The Voodoo Lounge until 18 Feb
It’s a sweet position to be in. Hayley Stewart, the proprietor of The Voodoo Lounge (“Setting the Standard in Adult Entertainment”) believes she has a story worth telling. She certainly has the means to do it – her cast are on the payroll and, to a large extent, pre-rehearsed, and if ever there was a site-specific setting, this is it.
The good news is that she’s made a pretty good fist of it. There are more than enough of the things she and her crew are experienced at to satisfy her existing audience (I’m not the person to ask about the quality of that work, but I suspect it was up there).
And while her lack of experience in the things she doesn’t customarily stage showed at times, she has the intelligence not to try too much or push too hard.
And she does have quite the story.
The Perth demimonde mightn’t be much to write home about, but Stewart’s been in the thick of it. Arriving in the smoke from Wagin (I suspect they haven’t replaced the Big Ram with a statue of her yet) at the end of the '90s, little more than a baby, she was quickly into the strip scene that, along with bands, kept Perth’s neighbourhood pubs ticking along nicely with lots of cheap, accessible entertainment options.
Sex and rock ‘n’ roll bring out the worst in some people, though, and Stewart saw first hand the pressure the wowser element in the community and the corridors of power put on their purveyors. (For the sake of full disclosure, I did too, as a manager and promoter of some of the big pub bands of that era).
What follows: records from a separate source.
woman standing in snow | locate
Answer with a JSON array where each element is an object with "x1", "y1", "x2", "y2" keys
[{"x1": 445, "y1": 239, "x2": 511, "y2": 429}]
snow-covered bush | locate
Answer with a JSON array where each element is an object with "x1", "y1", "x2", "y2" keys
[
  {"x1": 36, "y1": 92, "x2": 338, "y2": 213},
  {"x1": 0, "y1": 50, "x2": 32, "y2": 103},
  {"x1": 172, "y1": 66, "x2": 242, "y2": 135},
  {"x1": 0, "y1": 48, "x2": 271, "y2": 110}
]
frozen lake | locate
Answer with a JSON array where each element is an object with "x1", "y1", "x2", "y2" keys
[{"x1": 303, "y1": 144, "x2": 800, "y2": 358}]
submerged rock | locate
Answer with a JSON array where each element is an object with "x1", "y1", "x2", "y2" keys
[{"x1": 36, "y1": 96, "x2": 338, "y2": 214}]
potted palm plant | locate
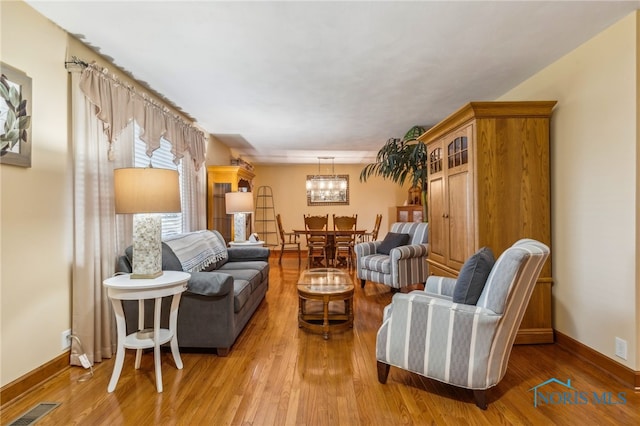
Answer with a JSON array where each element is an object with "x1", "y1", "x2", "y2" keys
[{"x1": 360, "y1": 126, "x2": 428, "y2": 221}]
There’s no doubt that the purging of the suburbs in the ‘80s and ‘90s left Perth duller, more expensive and more dangerous than it was when wickedness was out and about in the pubs!
It was Damned Whores and God’s Police, Anne Summers’ 1975 exposé of that dichotomy in society, that awakened the still very young Stewart to the politics behind her profession, and she’s not afraid to speak out about it.
She also absorbed a fair bit of mysticism, particularly from Greek mythology, and she’s on shakier ground here; although I can accept there might be a shared mystery among strippers and dancers, a sort of Masonic secret society with the Bacchanal and Dionysius as its iconography, it doesn’t read particularly clearly on stage.
Stewart is kind to her girls (who are all gorgeous and sweet) and her men (who – with one exception – have hearts of gold and are deeply misunderstood by polite society).
As she tells it, Stewart has had a fair bit of serendipity in her life (the reality, I suspect, might be a little less rosy), culminating in a fortunate meeting that delivered the shell of the notorious old Il Trovatore gambling den on James Street to her.
Which is where she, and we, are tonight.
If those walls could speak, what tales they might tell. Hopefully Hayley Stewart, encouraged by this very interesting and promising beginning, will return next Fringe to tell us more of them.